Millions of retirees rely on modest checks from the program, which was created from a bill signed into law by Franklin D. Roosevelt in 1935. Treating Social Security as something that can be borrowed against suggests that it can be treated as an individual account rather than a social insurance program. That could open the door to privatizing the accounts, some experts said, an idea that was floated during George W. Bush’s administration.

“This is a significant philosophy shift that doesn’t look at it like an insurance program where we are all in it together, but an individual asset you can tap to pay for your individual needs,” said Kathleen Romig, senior policy analyst at the liberal-leaning Center on Budget and Policy Priorities.

The proposal would also begin to reshape Social Security into something more akin to 401(k) accounts: Account holders can borrow against their 401(k), or even drain it in a financial emergency (albeit with a penalty), leaving them with less savings for retirement.

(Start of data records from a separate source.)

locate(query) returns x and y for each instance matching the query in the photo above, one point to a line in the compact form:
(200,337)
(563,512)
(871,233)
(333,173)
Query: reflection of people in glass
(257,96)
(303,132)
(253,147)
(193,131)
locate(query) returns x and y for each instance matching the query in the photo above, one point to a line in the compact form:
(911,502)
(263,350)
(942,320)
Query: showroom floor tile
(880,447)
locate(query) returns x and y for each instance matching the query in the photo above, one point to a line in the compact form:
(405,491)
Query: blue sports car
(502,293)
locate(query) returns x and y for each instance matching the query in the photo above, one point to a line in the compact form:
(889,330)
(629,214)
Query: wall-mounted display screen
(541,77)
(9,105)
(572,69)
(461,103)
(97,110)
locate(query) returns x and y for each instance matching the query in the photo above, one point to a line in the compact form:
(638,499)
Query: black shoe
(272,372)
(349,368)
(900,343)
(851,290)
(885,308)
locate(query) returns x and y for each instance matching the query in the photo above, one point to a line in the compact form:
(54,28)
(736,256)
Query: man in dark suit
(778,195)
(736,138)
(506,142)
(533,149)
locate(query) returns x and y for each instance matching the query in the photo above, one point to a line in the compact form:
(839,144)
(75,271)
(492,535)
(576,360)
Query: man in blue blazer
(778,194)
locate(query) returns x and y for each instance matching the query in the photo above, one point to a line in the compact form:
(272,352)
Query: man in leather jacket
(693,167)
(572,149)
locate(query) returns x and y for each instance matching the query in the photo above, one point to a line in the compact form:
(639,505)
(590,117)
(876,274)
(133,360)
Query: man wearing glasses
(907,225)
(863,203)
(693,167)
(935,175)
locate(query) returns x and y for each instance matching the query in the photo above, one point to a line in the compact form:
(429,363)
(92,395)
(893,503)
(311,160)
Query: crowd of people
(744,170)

Social Security, in contrast, cannot be touched and is often viewed as the last standing leg in the three-legged stool of retirement, when personal savings are not enough and pensions are increasingly rare.

To be eligible for the proposed program, a new parent would need to have a minimum amount of earnings in the years before claiming the benefit, similar to the formula used to qualify for Social Security disability benefits, according to the proposal from the Independent Women’s Forum.

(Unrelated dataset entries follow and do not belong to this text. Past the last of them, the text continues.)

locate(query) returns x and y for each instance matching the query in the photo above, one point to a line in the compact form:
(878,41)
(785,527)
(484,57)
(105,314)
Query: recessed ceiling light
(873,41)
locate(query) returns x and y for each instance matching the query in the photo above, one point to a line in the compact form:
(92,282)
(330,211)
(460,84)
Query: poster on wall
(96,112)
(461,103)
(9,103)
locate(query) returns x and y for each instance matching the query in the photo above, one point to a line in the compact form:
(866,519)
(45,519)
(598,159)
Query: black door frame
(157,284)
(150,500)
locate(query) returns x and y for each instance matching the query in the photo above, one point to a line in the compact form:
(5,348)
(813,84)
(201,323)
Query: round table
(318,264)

The size of the benefit would be calculated borrowing a formula from Social Security. A 26-year-old woman earning $31,000, for example, might receive roughly $1,175 a month in Social Security parental benefits, which replaces about 45 percent of her income, for up to 12 weeks.

The cost would come later, in the form of a reduced retirement benefit. Exactly how the reduction would be calculated is not yet entirely clear, said Andrew Biggs, a former principal deputy commissioner of the Social Security Administration who helped devise the proposal and who is now at the American Enterprise Institute, a conservative think tank. But roughly speaking, he said, a 12-week leave would most likely translate to a benefit cut of 1.5 percent.

The proposal says that a parent’s Social Security check would be delayed, not cut, to offset the amount gained during the paid leave.

Ms. Lukas said that delaying Social Security would not be a problem for most people: “Sixty-seven is really late middle age, and many people are really happy to continue working.”

Yet many workers do not have a choice. And while life expectancies have increased, better-paid and more educated people tend to live longer than those who earn less.

As of now, the proposal covers new parents but not workers who are recovering from an illness or need to care for other family members. It also does not provide job security for people who take leave. The Family and Medical Leave Act does both those things, but the leave is unpaid, and only about half of workers qualify for it.

The Family Act, a bill sponsored in the Senate by Kirsten Gillibrand, Democrat of New York, would create a new fund within the Social Security Administration. Employers and employees would each contribute 0.2 percent of their wages for 12 weeks of paid parental, family or medical leave.

Republicans generally object to proposals that would raise taxes, but any paid leave plan would need to be paid for. The question now facing policymakers is whether to turn to Social Security payments, the last guaranteed safety net for many retirees, to do so.